UK Biobank Genetic Analysis
Data Source
UK Biobank subjects that were of White British descent, in the UK Biobank PCA calculations and therefore without 3rd degree and above relatedness and without aneuploidy, were used in this study, totaling 337,147 subjects (181,032 females and 156,115 males) (Bycroft 2018). Of the nearly 500,000 participants, approximately 50,000 subjects were genotyped on the UK BiLEVE Array by Affymetrix while the rest were genotyped using the Applied Biosystems UK Biobank Axiom Array, with over 800,000 markers using build GRCh37 (hg19). The arrays share 95% marker coverage. We extracted markers with a minor allele frequency greater than 0.005, INFO score greater than 0.3, and Hardy-Weinberg equilibrium test mid-p value greater than 10-10 using PLINK222. UKBB version 3 Imputation combined the Haplotype Research Consortium with the UK10K haplotype resource using the software IMPUTE4 (UK Biobank White paper). Association analyses were performed using a logistic regression model with additive gene dosage and covariates including age at 2018, sex, first 10 principal components (provided by the UK Biobank), and the genotyping array the sample was carried out on. We adjusted for multiple testing with FDR-corrected p-values using the Benjamini-Hochberg method.
Genetic Association Studies
We performed three study-wide association analyses: (i) comparing variants for SARS-CoV-2 positive patients against the entire population of 337,147 subjects, (ii) comparing positive patients who required hospitalization against the entire population, and (iii) comparing patients who tested negative versus the entire population.

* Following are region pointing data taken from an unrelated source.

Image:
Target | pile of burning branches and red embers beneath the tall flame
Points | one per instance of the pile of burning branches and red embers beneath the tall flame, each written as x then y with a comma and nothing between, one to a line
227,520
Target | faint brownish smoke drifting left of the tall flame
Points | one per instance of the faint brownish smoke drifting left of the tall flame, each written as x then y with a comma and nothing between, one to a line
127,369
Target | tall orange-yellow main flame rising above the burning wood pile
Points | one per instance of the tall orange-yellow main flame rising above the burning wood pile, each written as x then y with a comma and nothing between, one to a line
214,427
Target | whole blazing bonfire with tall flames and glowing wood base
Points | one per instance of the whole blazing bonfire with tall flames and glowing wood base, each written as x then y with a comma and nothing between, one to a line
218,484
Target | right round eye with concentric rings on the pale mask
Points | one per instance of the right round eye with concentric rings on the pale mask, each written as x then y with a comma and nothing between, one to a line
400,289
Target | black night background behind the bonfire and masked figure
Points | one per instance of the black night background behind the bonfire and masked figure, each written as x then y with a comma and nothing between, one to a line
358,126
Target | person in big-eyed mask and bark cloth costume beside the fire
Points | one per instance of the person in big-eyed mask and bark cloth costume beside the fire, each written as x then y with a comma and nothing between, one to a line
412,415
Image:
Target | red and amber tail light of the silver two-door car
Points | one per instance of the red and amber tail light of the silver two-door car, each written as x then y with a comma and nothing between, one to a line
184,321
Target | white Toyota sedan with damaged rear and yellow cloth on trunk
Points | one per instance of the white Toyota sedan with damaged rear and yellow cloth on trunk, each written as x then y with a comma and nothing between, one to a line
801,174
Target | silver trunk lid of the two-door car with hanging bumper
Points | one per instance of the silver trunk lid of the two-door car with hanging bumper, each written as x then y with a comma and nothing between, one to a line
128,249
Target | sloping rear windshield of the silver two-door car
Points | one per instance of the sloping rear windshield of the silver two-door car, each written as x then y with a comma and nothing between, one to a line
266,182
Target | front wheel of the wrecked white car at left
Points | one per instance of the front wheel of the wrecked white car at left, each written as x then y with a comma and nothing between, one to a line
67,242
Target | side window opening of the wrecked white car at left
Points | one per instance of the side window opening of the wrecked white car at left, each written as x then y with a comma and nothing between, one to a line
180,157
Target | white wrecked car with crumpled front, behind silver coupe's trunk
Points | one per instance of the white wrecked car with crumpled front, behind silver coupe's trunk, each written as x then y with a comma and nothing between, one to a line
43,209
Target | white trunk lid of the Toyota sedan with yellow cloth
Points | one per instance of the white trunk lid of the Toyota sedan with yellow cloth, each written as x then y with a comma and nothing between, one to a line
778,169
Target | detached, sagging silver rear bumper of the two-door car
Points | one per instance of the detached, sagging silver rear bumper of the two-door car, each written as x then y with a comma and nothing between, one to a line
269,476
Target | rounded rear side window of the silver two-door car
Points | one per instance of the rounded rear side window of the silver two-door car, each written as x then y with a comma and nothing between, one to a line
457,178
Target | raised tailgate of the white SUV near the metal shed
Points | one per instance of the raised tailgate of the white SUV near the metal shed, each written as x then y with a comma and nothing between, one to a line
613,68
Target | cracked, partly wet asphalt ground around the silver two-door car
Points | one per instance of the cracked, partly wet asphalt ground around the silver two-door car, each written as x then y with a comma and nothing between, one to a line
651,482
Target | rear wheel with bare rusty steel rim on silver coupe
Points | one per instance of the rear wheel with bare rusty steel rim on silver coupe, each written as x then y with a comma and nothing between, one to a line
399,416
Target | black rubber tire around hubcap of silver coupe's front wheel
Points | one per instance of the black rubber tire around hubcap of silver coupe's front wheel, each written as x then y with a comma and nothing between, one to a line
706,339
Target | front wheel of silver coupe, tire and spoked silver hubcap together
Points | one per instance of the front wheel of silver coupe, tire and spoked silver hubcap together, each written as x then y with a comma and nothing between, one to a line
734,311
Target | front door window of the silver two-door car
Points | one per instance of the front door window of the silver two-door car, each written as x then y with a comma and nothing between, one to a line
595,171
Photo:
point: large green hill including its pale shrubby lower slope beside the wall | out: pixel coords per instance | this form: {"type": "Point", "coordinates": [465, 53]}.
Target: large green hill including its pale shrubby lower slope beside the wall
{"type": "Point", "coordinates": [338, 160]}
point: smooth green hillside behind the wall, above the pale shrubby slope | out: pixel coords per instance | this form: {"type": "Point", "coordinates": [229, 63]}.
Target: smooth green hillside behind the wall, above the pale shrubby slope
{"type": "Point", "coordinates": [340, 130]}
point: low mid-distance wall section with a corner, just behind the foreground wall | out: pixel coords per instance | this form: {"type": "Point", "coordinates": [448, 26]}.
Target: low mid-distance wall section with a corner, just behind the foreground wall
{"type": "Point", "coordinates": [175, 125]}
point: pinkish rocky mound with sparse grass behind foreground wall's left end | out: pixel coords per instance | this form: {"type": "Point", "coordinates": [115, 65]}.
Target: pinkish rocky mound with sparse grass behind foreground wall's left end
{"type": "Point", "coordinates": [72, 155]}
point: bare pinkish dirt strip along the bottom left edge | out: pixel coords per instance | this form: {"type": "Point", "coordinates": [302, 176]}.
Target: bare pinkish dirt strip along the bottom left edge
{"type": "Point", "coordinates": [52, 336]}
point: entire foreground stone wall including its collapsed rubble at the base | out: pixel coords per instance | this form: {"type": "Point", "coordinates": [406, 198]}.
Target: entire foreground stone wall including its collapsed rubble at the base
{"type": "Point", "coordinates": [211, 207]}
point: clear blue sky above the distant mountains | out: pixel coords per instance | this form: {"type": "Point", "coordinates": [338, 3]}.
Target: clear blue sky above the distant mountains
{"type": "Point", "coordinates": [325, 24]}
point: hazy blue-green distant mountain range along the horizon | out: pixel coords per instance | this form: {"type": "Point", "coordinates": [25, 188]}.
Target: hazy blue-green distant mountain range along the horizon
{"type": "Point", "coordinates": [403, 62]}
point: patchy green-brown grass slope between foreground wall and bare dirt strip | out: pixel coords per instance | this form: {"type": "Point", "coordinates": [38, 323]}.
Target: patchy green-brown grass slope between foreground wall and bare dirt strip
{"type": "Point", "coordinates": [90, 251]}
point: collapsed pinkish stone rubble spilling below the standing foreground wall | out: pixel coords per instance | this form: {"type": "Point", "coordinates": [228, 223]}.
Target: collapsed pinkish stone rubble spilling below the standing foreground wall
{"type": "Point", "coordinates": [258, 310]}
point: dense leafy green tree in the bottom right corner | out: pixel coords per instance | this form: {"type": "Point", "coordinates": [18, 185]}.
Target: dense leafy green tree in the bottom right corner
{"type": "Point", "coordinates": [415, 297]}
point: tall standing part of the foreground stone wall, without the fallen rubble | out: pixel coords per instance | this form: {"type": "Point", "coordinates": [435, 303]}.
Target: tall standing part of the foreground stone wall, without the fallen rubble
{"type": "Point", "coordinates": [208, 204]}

Targeted Gene Set Definition
We identified a set of 69 genes relating to the complement and coagulation cascades from the Kyoto Encyclopedia of Genes and Genomes (KEGG accession id: hsa04610). For each gene, we used the transcriptional start and stop site from the hg19 build of the human genome to define a catchment window of 60kbp. From the 805,426 variants profiled in the UK Biobank genotyping data after quality control, 4,248 variants within the transcribed region of the genes of interest or within 60kbp flanking the transcribed region. After applying additional QC filters using PLINK2 (see Data Source above), 2,097 SNPs remained for analysis. We calculated counts for each variant for each of our groups of interest listed in Genetic Association Studies above.
SNP Set Empirical Statistical Evaluation
To assess the probability of getting 10 study-wide significant hits (using BH corrected p-value < 0.05), we used empirical sampling to generate 100 sets of randomly chosen SNPs. In each sample, 69 genes were chosen at random from the genome and mapped to nearby SNPs (within a 60kbp flanking region), resulting in sets of SNPs sized 1712 to 2945 – similar to the 2097 that resulted from our complement and coagulation cascade set. We then repeated the association study and counted the number of significant hits (using BH corrected p-value < 0.05). We fit the empirical data to a Poisson distribution and used the derived lambda to compute p-values for our observations of 10, 4, and 1 hit (corresponding to the number of significant results from our severe analysis, positive analysis, and negative, respectively). We performed a chi-squared goodness-of-fit test to verify the data were consistent with a Poisson.
Software
We used PLINK v2.00a2LM 64-bit Intel (26 Aug 2019) to run the genetic association analysis.